Al caminar hoy por las calles de Kigali, la capital ruandesa, resulta difícil pensar en que hace tres décadas, en el mes de abril de 1994, allí mismo se estaba perpetrando un genocidio, desatado tras el atentado que acabó con la vida del presidente ruandés Juvénal Habyarimana, de la etnia hutu. Se calcula que alrededor de 800.000 personas de la etnia tutsi y algunos moderados hutus que les apoyaban fueron asesinadas por parte de unos 200.000 hutus radicalizados en una campaña de violencia étnica que duró un centenar de días. Los hutus eran el 85% de la población y los tutsis, el 14% ―la etnia twa representaba el 1% restante―.

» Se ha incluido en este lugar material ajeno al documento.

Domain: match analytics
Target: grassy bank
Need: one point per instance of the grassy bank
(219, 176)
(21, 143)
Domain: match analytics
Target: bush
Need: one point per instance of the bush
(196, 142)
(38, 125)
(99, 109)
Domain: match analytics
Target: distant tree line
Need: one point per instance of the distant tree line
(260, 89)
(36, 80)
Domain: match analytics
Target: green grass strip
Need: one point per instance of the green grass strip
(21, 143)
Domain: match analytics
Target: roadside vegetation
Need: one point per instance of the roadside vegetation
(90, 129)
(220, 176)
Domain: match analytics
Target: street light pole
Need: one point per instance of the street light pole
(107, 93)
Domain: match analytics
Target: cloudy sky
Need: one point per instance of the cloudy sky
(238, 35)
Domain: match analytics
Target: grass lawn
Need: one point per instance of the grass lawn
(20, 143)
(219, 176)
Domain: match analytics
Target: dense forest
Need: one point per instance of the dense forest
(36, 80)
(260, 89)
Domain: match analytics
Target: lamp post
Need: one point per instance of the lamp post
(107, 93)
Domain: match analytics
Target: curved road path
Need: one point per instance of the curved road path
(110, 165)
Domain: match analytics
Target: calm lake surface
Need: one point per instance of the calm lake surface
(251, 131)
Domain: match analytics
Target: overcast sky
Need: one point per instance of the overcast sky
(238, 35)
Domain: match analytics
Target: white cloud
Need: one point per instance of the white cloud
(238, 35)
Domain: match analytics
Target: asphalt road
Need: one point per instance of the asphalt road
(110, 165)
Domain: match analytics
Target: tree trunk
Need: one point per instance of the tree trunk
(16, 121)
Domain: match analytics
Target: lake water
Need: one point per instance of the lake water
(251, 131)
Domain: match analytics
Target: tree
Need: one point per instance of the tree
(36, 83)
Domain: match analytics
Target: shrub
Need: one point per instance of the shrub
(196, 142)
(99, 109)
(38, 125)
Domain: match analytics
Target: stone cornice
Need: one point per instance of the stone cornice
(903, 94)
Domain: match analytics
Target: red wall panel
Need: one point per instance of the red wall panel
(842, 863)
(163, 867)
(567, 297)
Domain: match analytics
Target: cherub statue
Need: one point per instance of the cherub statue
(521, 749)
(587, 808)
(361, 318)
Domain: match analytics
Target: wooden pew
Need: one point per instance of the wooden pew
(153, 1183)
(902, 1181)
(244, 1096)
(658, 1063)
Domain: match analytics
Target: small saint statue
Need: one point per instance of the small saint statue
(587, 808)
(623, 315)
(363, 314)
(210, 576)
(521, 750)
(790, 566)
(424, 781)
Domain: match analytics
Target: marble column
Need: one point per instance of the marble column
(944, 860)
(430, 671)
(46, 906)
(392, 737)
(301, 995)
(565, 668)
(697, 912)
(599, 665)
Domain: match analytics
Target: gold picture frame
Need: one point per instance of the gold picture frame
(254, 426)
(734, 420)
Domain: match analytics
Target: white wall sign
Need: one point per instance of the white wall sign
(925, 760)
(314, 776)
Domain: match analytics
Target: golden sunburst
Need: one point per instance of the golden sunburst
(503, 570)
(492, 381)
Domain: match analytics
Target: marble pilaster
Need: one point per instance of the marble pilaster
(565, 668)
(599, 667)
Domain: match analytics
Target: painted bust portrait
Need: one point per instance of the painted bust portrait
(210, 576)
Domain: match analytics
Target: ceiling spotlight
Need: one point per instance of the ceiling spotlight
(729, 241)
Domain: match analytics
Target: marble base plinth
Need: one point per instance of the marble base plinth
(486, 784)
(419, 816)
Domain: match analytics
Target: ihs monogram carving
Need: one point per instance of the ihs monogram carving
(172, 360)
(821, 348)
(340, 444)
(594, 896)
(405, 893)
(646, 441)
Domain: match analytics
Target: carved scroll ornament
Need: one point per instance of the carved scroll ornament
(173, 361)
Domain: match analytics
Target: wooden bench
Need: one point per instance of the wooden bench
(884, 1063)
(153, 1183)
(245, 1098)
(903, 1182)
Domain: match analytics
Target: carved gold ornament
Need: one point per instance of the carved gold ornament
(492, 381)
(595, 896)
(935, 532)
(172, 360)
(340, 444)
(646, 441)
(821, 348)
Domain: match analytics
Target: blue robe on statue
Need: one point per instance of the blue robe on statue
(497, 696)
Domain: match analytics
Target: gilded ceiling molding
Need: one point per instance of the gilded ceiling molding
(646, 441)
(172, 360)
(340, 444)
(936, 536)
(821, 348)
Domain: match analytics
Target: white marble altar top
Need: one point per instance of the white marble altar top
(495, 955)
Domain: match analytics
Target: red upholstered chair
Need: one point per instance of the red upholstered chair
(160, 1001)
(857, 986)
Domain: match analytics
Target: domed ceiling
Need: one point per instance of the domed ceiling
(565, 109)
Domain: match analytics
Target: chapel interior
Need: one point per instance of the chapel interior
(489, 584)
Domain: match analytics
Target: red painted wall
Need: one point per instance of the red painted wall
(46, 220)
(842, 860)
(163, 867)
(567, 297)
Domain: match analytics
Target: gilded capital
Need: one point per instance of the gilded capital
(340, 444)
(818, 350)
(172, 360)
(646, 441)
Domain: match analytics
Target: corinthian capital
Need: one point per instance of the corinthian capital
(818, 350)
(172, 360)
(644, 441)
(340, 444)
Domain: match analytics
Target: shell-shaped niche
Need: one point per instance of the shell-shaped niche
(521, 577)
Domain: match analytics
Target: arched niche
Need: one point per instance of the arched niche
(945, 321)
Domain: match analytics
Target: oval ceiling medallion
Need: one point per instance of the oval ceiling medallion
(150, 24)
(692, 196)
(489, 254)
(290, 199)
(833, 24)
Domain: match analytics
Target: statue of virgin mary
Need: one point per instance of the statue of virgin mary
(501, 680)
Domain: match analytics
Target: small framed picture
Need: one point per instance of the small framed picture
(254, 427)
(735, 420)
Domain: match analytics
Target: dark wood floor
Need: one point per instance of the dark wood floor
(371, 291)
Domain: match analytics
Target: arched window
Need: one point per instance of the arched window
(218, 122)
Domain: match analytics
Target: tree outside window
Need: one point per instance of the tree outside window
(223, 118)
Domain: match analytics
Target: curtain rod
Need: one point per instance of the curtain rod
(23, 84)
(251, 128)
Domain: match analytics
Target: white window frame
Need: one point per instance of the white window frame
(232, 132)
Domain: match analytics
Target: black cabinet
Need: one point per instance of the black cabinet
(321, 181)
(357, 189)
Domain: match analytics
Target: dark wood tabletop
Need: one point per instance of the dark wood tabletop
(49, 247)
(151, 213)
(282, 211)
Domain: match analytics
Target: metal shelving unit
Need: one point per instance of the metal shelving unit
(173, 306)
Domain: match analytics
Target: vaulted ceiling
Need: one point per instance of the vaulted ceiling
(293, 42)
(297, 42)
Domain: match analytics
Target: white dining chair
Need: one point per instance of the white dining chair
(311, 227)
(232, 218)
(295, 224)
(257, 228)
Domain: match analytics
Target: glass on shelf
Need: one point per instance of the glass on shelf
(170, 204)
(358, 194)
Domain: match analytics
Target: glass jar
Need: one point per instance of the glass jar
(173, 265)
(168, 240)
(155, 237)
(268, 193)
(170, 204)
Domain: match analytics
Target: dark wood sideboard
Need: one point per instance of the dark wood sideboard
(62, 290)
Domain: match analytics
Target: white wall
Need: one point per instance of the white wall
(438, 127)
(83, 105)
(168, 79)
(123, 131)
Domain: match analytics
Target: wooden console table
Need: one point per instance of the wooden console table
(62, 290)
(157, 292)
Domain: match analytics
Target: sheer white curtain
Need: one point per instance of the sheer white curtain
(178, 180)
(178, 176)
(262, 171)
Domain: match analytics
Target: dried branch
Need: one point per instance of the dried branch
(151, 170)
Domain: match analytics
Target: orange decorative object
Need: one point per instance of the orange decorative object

Ruanda, bajo la presidencia del exlíder militar Paul Kagame, de 66 años y casi un cuarto de siglo en el poder, ha evolucionado para ser uno de los países más limpios, seguros y modernos de África subsahariana. Lo ha conseguido, sin embargo, con un Gobierno que ha impuesto con mano dura un silencio incómodo en las calles —consentido por la comunidad internacional y su sentimiento de culpa ante aquella masacre—, y que ha logrado externalizar sus guerras hacia los países vecinos. “Nuestro viaje ha sido largo y duro”, dijo este domingo Kagame durante los actos de conmemoración de los 30 años de genocidio. “Ruanda se vio completamente abrumada por la escala de nuestra pérdida y las lecciones que aprendimos están grabadas con sangre”.
Cuando el Tribunal Supremo del Reino Unido acabó por echar abajo, en noviembre de 2023, el acuerdo del Gobierno británico con Ruanda —que el Ejecutivo de Rishi Sunak sigue tratando de hacer efectivo— para enviar allí a los solicitantes de asilo que llegaran a sus islas, lo hizo alegando que el país africano “no era seguro”. Pero si uno circula por las calles de Kigali o la ciudad fronteriza de Gisenyi de noche, no le pasará nada. El extremo control policial, con unidades patrullando constantemente, hace que Ruanda sea el país más seguro de África en varias clasificaciones. Todo mientras no se critique al Gobierno.
Acuerdo con el Reino Unido
El Ejecutivo ruandés castiga con dureza a quienes se han salido de la línea oficial, incluso en el exilio. El asesinato en 2014 en Sudáfrica de Patrick Karegeya, exjefe de inteligencia ruandés que cayó en desgracia con Kagame, es prueba de ello. La Fiscalía sudafricana vio en su muerte “vínculos directos” con el Gobierno ruandés, aunque no se pudo imputar a ningún cargo político.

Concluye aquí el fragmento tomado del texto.